Virgin Galactic’s bid to enter the small satellite launch business is building momentum on two fronts, with heavy work now under way in Texas on modifications to the 747-400 that will serve as a dedicated air-launch carrier while colleagues in California work to increase the payload capacity of the in-development booster rocket, LauncherOne.
Speaking today at the Royal Aeronautical Society in London, VG’s executive vice president of spaceport and programme development, Jonathan Firth, revealed the former-Virgin Atlantic 747, acquired in December by the launch operation, is now in Waco undergoing a D-check and will be transferred to San Antonio for modification as a carrier aircraft.
The modification, he said, will be finished this year. Work at San Antonio will in part be determined by aerial work to test the flight profile needed for air launch operations, but is not on the overall programme critical path. The rocket – an in-house liquid oxygen-kerosene design being advanced at VG’s engineering and manufacturing centre, established last year in Long Beach – is due for flight testing in 2017.
LauncherOne and its “Newton” engine are being uprated to enable Virgin Galactic to put satellites of up 300kg into Sun-synchronous polar orbits, or of up to 400-450kg into equatorial orbits. The original plan had called for LauncherOne to share the twin-fuselage WhiteKnightTwo carrier aircraft built for the company’s suborbital tourism vehicle, SpaceShipTwo, but market signals that payloads needed to be bigger called for a bigger carrier; hence the 747.
The payload plan has grown dramatically. The programme was revealed at the 2012 Farnborough air show as a scheme to lift up to 225kg to a low-inclination, low Earth orbit or 120kg to a high-altitude Sun-synchronous orbit for a flight price of $10 million. As late as spring 2015, the masses hadn’t changed, but by September, when VG revealed it was shopping for dedicated carrier aircraft, the company said it would nearly double capacity, to up to 200kg to the 600-800km sun-synchronous orbits popular with Earth observation or scientific missions, or up to 400kg to lower, low-Earth orbits.
The $10 million price target isn’t changing, but now even those mass parameters are being stretched.
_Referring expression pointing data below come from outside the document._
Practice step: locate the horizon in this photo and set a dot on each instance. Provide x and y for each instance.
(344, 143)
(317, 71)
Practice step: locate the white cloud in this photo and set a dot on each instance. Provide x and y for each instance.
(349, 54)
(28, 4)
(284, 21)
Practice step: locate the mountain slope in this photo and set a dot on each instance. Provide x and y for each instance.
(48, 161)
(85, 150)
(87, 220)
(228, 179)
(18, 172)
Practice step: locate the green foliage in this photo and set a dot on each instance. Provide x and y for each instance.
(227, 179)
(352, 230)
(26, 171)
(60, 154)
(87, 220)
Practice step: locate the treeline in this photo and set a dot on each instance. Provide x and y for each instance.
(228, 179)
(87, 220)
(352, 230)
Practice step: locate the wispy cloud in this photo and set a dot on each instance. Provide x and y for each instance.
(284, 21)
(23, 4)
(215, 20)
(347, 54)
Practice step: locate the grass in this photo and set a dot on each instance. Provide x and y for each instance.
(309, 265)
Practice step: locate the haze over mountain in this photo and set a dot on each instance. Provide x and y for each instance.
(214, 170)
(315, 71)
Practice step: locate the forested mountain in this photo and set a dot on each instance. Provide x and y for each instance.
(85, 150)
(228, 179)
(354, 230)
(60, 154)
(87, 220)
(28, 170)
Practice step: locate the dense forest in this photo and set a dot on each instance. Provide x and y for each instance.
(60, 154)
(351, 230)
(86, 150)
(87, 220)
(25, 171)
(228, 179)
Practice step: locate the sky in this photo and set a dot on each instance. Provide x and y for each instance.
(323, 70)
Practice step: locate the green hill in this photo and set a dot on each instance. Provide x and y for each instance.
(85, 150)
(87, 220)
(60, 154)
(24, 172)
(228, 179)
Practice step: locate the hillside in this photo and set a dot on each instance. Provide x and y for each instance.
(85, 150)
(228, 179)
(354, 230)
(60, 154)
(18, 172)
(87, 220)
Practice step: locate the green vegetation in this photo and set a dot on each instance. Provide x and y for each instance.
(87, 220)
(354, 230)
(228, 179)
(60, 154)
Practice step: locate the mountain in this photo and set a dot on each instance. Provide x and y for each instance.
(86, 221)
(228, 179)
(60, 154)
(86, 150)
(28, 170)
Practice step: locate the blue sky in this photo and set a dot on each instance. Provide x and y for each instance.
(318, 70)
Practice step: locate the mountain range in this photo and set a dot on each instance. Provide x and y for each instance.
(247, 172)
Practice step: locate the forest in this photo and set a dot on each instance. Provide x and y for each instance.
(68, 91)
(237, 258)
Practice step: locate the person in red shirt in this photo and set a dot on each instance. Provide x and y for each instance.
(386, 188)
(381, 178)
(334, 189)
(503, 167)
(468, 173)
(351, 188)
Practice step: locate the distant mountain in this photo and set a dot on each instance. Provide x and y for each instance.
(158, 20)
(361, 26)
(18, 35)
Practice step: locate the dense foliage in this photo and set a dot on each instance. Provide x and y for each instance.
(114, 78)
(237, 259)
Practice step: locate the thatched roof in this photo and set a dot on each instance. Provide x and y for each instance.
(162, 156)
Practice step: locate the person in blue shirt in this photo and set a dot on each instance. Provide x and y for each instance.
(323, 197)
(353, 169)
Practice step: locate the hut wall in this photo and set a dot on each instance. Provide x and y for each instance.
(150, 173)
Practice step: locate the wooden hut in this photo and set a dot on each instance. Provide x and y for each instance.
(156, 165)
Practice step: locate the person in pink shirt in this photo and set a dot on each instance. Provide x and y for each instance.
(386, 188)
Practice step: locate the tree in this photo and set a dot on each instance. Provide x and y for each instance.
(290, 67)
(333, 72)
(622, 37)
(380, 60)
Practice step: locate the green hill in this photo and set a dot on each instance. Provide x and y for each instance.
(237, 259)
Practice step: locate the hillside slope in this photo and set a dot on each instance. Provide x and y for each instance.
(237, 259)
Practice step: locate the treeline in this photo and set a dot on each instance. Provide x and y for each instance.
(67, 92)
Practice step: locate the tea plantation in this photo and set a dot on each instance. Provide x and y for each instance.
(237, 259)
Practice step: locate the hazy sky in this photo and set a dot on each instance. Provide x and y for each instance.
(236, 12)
Says Firth: “The market told us that’s not a big enough vehicle”.
VG is contracted to 39 flights – and 100 options – for UK-based OneWeb, which plans to orbit 900 Airbus Defence & Space-built microsatellites of less than 150kg (331lb) each, to provide affordable broadband internet to rural areas around the world from 2019.
Firth says launches to polar orbits could be done from about 50 miles (80km) off the US west coast, and to equatorial orbits from the same distance off the east coast.
In time-tested Virgin fashion, the new carrier aircraft is also getting a memorable name: "Cosmic Girl".